あなたは何だって届けてくれた。でも、わたしが本当にほしいものだけは届けてくれなかった。わたしはただ抱きしめてほしいだけだった。やさしくぎゅっとしてほしいだけだった。

するとあなたは毛布をリコメンドしてきた。そういうことじゃない。わたしは何度も思った。わたしが言いたいのはそういうことじゃないんだよ。

 

わたしはあなたに特別な存在として扱ってほしいだけだった。そう言ってわたしが泣くと、あなたはハンカチをサジェストしてきた。ちがう。わたしはお金にかえられないなにかがほしかった。すべてにお金がかかることに耐えられなかった。

するとあなたは自慢げに言った。

 

「人気コミックス第一巻無料!」

 

そういうことじゃないんだよ。わたしは無条件で抱きしめてくれる誰かがほしかった。ただひとりの特別な相手がほしかった。そしてそれがあなただった。

でも、そのことを認めるのが怖かった。それを伝えるのが怖かった。だからきっと、注文ばかりしていたんだと思う。

 

ねえ、わたしはもう逃げない。わたしはアマゾンから逃げないよ。だからはやくきて。わたしのところにきて。もうなにも注文しないから。

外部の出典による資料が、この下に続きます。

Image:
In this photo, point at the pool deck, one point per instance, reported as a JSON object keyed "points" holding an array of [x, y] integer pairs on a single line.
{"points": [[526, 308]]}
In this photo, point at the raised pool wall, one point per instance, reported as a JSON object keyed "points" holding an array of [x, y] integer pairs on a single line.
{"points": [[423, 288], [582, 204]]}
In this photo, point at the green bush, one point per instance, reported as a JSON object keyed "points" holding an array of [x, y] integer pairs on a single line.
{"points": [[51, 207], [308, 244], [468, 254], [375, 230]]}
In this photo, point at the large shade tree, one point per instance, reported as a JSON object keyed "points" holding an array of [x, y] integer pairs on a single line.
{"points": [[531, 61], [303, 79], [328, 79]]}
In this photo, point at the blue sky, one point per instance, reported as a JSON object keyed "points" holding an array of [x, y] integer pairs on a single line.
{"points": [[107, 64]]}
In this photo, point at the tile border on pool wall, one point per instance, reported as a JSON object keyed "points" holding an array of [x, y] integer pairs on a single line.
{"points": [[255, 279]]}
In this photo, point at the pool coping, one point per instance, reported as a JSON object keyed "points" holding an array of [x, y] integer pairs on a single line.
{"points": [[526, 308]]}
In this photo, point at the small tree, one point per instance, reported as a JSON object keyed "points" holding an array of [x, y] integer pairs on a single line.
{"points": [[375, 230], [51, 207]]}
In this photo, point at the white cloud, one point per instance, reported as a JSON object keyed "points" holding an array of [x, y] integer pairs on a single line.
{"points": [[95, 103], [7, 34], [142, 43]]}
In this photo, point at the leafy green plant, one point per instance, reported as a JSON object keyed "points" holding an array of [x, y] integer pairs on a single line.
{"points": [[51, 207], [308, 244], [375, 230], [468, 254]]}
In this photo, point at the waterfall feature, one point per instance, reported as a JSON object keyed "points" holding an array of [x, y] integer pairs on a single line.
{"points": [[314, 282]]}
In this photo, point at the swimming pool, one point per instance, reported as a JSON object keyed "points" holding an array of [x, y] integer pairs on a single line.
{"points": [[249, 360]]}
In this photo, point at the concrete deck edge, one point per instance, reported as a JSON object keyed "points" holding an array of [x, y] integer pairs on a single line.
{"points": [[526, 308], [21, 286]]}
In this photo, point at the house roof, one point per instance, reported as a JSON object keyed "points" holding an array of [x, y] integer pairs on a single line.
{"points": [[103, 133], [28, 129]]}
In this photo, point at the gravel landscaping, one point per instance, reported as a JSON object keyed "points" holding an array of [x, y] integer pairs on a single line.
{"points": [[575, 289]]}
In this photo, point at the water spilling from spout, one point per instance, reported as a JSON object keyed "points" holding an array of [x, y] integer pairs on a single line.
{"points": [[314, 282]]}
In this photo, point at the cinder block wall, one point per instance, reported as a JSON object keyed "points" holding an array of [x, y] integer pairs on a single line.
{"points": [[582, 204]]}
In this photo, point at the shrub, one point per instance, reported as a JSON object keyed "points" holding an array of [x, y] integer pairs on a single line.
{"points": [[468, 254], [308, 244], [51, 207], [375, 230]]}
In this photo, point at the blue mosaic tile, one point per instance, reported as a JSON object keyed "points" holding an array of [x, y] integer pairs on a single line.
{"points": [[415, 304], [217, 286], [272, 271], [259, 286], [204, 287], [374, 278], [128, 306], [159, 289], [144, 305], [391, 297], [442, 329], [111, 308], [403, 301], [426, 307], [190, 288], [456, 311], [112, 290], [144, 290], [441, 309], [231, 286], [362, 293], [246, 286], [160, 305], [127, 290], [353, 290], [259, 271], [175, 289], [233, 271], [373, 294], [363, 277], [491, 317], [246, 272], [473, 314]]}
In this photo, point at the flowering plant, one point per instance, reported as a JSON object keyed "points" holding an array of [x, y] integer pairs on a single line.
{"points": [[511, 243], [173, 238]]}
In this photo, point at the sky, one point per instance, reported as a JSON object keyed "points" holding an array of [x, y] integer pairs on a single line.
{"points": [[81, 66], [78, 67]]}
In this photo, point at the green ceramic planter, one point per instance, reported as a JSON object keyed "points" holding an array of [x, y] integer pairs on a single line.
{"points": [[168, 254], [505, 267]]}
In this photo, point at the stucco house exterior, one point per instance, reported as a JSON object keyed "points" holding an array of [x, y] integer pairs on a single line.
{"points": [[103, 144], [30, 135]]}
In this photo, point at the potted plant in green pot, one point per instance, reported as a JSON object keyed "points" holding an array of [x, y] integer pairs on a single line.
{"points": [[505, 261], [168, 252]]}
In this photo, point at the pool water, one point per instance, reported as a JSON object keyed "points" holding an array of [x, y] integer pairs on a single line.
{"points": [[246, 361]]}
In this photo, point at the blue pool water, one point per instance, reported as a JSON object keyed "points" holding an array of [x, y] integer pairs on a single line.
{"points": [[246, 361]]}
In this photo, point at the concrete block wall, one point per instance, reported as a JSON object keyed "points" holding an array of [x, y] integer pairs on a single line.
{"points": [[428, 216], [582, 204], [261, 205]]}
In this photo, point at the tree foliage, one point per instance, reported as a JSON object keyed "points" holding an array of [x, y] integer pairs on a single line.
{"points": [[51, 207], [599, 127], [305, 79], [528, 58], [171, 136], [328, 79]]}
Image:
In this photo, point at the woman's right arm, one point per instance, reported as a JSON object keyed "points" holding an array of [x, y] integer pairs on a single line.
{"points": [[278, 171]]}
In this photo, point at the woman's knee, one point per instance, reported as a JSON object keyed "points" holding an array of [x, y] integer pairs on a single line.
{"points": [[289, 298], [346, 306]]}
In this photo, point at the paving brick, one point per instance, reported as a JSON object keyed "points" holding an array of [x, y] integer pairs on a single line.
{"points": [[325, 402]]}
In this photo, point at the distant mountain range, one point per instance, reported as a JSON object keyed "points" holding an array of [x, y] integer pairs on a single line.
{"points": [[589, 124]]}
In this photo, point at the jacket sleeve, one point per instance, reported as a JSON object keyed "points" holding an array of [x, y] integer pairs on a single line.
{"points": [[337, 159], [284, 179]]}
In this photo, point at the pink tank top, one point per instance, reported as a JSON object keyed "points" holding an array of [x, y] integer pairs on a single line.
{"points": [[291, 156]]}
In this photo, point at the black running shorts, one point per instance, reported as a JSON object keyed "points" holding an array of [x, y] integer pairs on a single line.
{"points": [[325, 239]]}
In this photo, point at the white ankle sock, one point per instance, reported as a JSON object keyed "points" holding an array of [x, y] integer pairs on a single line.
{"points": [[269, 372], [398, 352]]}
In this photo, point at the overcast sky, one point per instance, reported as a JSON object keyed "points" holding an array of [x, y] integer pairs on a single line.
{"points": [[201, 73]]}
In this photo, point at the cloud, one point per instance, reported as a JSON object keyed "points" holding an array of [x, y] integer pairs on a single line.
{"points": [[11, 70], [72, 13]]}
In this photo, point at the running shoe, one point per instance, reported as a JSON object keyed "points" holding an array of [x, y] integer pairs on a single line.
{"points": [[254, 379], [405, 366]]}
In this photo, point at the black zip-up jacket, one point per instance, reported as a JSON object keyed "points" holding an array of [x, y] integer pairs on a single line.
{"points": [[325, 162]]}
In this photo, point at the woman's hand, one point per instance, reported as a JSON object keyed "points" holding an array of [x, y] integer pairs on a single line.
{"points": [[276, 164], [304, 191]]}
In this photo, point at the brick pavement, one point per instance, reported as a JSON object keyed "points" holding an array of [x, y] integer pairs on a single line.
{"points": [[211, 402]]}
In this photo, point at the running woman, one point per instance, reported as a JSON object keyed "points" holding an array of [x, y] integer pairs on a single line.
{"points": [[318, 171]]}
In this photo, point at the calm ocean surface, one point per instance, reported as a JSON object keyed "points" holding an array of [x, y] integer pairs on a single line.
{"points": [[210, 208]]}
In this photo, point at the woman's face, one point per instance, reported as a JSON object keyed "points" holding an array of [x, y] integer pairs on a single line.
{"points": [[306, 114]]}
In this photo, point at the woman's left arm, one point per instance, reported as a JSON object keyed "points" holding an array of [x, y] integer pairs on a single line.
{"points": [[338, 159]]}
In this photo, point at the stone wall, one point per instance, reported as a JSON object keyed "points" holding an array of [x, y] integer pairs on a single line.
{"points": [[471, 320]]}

わたしが来てほしいのは商品じゃないから。あなたの品揃えを否定してるわけじゃない。わたしがほしいのはただのアマゾンだから。わたしはアマゾンでアマゾンを注文したいから。アマゾンのカートにアマゾンをいれたいから。禅問答じゃないよ。ただの愛のことば。

今すぐ来てほしい。たまりにたまった楽天ポイント、ぜんぶ捨ててもいいから。

 

はやくアマゾンを届けて。いつもの住所に。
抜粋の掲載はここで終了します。